Ulteriori criticità potrebbero sorgere per le aziende con un rating creditizio medio-basso e con livelli di indebitamento consistente. Se queste non riusciranno a continuare a trasferire gli aumenti dei costi sul consumatore finale, vedranno dapprima una riduzione dei propri fatturati (innescati anche da una potenziale riduzione della domanda) e successivamente un impatto sui propri utili, i quali verranno compressi anche da un aumento dei costi di finanziamento.

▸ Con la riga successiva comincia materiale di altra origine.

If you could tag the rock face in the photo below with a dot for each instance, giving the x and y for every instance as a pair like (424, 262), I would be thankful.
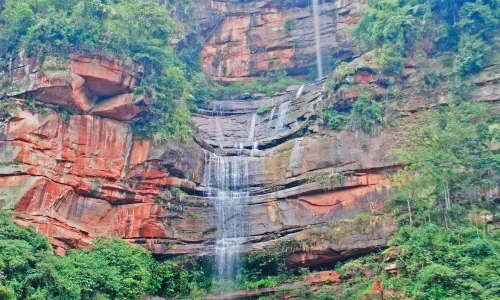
(99, 83)
(85, 176)
(244, 39)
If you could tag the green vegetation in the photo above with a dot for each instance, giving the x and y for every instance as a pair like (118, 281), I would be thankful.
(289, 24)
(112, 269)
(365, 114)
(441, 253)
(266, 267)
(271, 82)
(394, 29)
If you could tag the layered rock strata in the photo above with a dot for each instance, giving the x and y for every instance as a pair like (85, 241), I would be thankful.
(244, 39)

Allo stesso tempo, gli istituti di credito saranno restii a concedere maggiori finanziamenti o al più saranno disposti a concederli ad un tasso di rendimento più alto, a causa di un aumento implicito dei fattori di rischio sistemico. Inoltre, le banche, visto il QT, non hanno più la potenza di fuoco per acquistare sul primario le obbligazioni e poi rivenderle sul secondario. Di fatto, un’azienda dovrà cercare di attingere a quei canali in modo diretto e trovare una controparte istituzionale disposta ad assumersi maggiori rischi. Ciò tenendo sempre presente che oggi il Treasury a 2 anni rende attorno al 4% annuo, a “rischio 0”.
I dati, in vista
[1]: Andamento YTD principali indici azionari. Source: Tradingview
Il grafico [1] riporta uno spaccato sull’andamento da inizio anno (YTD) dei principali indici azionari.
L’unico indice in negativo è il Nifty 50, che replica la media ponderata di 50 delle più grandi società indiane quotate. L’indice ha registrato una discesa del 6,17%.
Dalla parte opposta troviamo, invece, il Nasdaq 100 con una performance del 14,83%.
Mentre, l’indice che ha registrato un valore più alto nel periodo è stato, a grande sorpresa, il FTSE MIB, il quale ha toccato il +18%, per poi scendere a +9,25%, in concomitanza con l’indice francese (CAC 40).